Le peuple Múlúba est parmi les sociétés subsahariennes qui ont développé un système d’écriture. Cependant, ce système d’écriture n’a pas été largement diffusé dans toute la population pour répondre aux besoins en alphabétisation. Par conséquent, l’écriture kiluba appelée « Lukasa » n’a pas été diffusé pour répondre à la nécessité d’alphabétiser l’ensemble des citoyens, ce qui aurait pu intensifier les activités politiques et administratives nécessaires. Le peuple Múlúba désigne l’ensemble des individus constituant le groupe ethnique africain vivant à l’intersection des régions centrale, australe et orientale du continent. Ce groupe occupe précisément un territoire géographique s’étendant de l’est du lac Tanganyika à l’ouest de la rivière Lubilanji, et du nord des rivières Kunda et Mulongoy jusqu’au sud du territoire Mutshatsha. Signalons que les ressortissants du Kasayi généralement connus à Kinshasa et partout dans le monde ne sont pas les Baluba malgré qu’ils se présentent ainsi.
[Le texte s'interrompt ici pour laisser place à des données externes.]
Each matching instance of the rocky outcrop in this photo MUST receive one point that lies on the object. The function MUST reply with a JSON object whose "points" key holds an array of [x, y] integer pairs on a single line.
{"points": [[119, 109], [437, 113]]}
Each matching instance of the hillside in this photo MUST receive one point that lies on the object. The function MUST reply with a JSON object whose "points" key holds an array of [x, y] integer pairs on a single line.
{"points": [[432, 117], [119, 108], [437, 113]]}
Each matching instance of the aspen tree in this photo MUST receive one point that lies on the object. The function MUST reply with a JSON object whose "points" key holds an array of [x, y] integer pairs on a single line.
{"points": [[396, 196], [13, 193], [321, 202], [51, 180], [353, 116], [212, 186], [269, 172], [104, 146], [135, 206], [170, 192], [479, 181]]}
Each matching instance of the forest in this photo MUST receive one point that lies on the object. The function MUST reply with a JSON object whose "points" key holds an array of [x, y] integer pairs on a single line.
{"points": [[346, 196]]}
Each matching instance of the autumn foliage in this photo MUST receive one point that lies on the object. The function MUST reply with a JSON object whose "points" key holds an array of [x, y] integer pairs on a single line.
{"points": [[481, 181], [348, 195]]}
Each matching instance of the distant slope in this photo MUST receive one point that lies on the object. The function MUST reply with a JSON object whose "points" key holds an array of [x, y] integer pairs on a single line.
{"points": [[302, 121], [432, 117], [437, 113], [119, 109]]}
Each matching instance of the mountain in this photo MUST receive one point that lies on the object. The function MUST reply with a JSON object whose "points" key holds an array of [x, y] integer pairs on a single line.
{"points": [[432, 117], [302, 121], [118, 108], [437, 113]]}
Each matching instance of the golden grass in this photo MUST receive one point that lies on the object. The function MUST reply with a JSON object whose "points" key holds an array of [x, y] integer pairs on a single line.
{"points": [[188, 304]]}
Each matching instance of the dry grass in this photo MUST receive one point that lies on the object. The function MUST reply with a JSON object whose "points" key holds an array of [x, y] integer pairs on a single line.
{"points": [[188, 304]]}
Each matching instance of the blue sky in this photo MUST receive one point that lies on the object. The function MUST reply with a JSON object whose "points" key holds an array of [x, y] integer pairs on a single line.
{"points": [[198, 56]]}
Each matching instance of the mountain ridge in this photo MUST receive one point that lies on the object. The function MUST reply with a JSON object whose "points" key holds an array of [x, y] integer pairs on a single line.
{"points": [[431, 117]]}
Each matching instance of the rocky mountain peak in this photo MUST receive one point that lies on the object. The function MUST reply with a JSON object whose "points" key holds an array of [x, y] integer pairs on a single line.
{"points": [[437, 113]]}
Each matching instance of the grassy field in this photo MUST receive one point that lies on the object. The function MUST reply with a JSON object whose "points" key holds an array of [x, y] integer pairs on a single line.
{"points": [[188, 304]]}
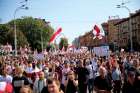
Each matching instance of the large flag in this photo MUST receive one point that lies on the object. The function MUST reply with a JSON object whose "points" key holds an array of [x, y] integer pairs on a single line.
{"points": [[55, 34], [98, 32]]}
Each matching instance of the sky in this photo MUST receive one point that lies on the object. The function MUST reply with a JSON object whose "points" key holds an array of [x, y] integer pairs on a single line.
{"points": [[76, 17]]}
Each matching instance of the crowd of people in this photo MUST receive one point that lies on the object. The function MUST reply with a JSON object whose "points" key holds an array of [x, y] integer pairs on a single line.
{"points": [[70, 72]]}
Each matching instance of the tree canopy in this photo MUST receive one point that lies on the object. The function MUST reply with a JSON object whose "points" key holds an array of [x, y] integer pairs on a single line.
{"points": [[30, 31], [63, 43]]}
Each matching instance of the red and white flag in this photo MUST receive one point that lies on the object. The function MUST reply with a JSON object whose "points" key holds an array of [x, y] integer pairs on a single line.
{"points": [[98, 32], [6, 87], [55, 34]]}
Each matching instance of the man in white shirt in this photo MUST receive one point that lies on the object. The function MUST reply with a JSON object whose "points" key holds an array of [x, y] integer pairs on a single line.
{"points": [[5, 77]]}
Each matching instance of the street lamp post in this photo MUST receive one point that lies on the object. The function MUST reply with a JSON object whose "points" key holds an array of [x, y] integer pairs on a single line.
{"points": [[130, 24], [15, 31]]}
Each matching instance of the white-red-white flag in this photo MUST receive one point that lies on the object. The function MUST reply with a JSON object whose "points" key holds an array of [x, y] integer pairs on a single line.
{"points": [[98, 32]]}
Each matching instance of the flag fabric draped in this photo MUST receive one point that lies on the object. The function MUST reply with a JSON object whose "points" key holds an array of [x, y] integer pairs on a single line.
{"points": [[55, 34], [98, 32]]}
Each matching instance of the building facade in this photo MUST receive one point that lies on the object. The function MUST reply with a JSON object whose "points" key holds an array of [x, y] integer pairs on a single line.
{"points": [[123, 27]]}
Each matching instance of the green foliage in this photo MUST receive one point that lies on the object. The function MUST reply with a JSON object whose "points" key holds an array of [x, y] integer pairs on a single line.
{"points": [[29, 31], [63, 43]]}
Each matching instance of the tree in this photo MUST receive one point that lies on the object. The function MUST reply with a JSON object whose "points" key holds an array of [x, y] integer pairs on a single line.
{"points": [[33, 29], [63, 43]]}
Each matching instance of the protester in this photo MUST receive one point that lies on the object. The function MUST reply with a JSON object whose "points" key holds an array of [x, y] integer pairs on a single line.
{"points": [[101, 82], [19, 80], [53, 86], [82, 73], [71, 84], [39, 83], [25, 89]]}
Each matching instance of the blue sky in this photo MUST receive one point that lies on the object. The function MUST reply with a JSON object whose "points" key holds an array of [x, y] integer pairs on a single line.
{"points": [[74, 16]]}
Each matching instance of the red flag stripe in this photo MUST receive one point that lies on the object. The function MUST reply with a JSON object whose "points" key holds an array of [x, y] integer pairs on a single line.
{"points": [[55, 34]]}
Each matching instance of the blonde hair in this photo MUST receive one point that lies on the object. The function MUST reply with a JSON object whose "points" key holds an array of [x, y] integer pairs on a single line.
{"points": [[27, 87]]}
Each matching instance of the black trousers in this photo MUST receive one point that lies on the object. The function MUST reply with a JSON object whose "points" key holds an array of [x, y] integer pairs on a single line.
{"points": [[82, 88]]}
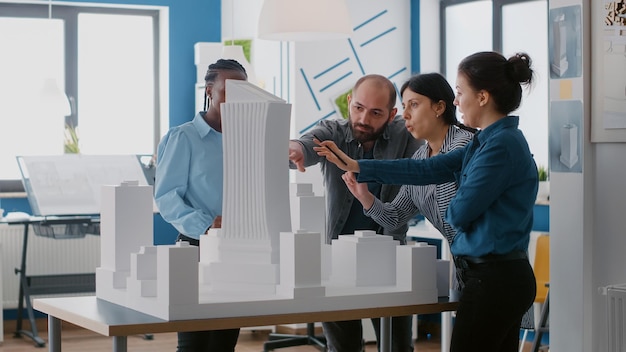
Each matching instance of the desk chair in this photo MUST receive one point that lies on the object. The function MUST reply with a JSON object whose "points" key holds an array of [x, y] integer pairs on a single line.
{"points": [[541, 267], [285, 340]]}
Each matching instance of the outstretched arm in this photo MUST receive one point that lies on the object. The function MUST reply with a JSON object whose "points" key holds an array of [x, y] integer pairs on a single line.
{"points": [[332, 153], [359, 190]]}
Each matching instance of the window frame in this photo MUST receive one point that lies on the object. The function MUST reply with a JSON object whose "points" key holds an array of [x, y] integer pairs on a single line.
{"points": [[69, 12], [496, 25]]}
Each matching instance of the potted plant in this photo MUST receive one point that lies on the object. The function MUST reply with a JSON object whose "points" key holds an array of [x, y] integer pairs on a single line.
{"points": [[543, 193]]}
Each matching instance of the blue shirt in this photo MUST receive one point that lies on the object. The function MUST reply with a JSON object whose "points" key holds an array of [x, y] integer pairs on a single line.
{"points": [[492, 211], [189, 176]]}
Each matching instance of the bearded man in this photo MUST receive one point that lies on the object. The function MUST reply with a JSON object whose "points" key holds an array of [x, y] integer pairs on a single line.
{"points": [[372, 131]]}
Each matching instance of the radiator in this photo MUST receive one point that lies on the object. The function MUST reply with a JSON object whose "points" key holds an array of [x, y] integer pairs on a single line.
{"points": [[45, 256], [616, 312]]}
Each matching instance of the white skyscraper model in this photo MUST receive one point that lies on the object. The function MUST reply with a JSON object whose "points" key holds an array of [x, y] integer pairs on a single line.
{"points": [[569, 145], [256, 262], [243, 256]]}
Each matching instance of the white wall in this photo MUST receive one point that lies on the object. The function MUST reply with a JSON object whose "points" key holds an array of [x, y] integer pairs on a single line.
{"points": [[609, 231]]}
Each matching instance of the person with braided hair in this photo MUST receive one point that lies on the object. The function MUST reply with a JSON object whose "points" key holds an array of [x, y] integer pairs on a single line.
{"points": [[188, 184], [492, 211]]}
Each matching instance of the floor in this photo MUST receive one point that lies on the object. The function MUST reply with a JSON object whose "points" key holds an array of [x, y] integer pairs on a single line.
{"points": [[79, 340]]}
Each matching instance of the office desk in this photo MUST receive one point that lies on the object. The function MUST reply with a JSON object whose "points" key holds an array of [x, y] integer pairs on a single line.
{"points": [[119, 322], [46, 284]]}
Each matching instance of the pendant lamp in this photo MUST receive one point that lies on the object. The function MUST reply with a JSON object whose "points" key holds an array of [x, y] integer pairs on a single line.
{"points": [[304, 20], [53, 99]]}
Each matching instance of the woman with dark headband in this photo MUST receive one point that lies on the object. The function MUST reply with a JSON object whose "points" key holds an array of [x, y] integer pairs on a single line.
{"points": [[492, 211]]}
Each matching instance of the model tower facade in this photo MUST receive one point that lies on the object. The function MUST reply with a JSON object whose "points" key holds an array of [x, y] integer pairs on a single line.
{"points": [[244, 253]]}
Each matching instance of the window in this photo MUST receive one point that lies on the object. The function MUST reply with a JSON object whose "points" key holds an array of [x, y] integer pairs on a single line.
{"points": [[107, 62], [506, 26]]}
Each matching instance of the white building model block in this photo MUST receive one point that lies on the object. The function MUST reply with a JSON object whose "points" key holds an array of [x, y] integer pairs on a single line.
{"points": [[256, 262], [569, 145]]}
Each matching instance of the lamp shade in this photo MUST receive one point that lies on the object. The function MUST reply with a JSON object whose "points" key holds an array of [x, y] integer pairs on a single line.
{"points": [[304, 20], [53, 99], [235, 52]]}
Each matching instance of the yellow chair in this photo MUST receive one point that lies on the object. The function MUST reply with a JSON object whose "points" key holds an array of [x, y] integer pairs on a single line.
{"points": [[541, 268]]}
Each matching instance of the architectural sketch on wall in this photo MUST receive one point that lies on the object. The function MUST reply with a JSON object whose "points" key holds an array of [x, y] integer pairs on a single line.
{"points": [[558, 60], [614, 64], [608, 78], [255, 262], [565, 137], [565, 42]]}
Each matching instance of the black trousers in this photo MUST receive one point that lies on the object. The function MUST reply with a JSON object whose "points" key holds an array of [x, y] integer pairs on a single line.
{"points": [[347, 336], [493, 300]]}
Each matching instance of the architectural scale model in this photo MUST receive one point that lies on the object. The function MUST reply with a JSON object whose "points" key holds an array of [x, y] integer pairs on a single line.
{"points": [[255, 262]]}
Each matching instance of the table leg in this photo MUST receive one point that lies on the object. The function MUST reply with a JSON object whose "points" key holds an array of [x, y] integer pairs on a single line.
{"points": [[385, 334], [54, 334], [120, 343], [24, 297]]}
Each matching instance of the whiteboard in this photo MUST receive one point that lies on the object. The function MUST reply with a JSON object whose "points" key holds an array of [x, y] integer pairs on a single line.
{"points": [[71, 184]]}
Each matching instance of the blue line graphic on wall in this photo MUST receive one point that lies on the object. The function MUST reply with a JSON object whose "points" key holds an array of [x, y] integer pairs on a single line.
{"points": [[315, 123], [379, 36], [356, 56], [335, 81], [370, 20], [397, 72], [308, 85], [331, 68]]}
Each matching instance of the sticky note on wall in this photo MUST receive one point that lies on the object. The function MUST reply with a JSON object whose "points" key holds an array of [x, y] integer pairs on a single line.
{"points": [[565, 89]]}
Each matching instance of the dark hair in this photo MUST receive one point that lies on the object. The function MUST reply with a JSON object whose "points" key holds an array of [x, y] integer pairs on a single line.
{"points": [[500, 77], [220, 65], [223, 64], [383, 82], [435, 87]]}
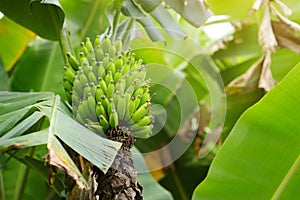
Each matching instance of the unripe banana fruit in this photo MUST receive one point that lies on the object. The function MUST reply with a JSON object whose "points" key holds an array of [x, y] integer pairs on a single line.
{"points": [[108, 88]]}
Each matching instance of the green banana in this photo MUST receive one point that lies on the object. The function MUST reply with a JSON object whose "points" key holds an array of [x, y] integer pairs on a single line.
{"points": [[113, 119], [145, 132], [103, 122], [106, 44], [108, 88], [83, 48], [73, 61], [141, 112]]}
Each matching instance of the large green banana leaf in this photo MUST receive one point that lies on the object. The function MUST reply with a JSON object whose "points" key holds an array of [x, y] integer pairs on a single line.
{"points": [[260, 158]]}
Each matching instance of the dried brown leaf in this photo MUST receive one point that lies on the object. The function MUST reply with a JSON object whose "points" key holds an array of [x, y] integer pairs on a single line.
{"points": [[247, 80], [266, 35], [286, 10], [286, 36], [292, 25], [266, 80]]}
Le peuple Múlúba authentique a connu une profonde évolution politique, économique, sociale, culturelle, artistique, militaire et civilisationnelle. Ils résident dans le Buluba (Colle, 2021 : 1), une région qui a joué un rôle central dans les civilisations les plus anciennes de cette sous-région. Certains auteurs avancent même que cette région fut un second foyer d’où s’est propagé une seconde dispersion des Bantu (Mulundwe, 2001 : 34-38). Et les récentes découvertes archéologiques suggèrent que la civilisation matérielle et culturelle de ce peuple couvre une période d’un millier d’années. Cette longévité de la civilisation est attestée par les recherches archéologiques menées par Pierre de Maret, qui ont permis d’établir une présence humaine remontant jusqu’au VIIe siècle de notre ère (Maret, 2018 : 333-341). La dynamique décrite fut possible grâce à une cristallisation complexe du système sociopolitique et militaire des Baluba, s’étendant sur plus de 1000 ans sans subir de changements majeurs, d’infiltration ou de domination étrangère (Nooter, 1996 : 18 & 28). Bien que certains chercheurs aient exploré les connaissances spirituelles, culturelles, politiques, historiques et techniques des Baluba – comme la métallurgie, l’art et l’artisanat – d’autres pans de leur civilisation restent largement méconnus. C’est particulièrement pour l’écriture Lukasa Lwa Nkunda, qui, n’a pas encore fait l’objet d’études approfondies par des chercheurs et des scientifiques.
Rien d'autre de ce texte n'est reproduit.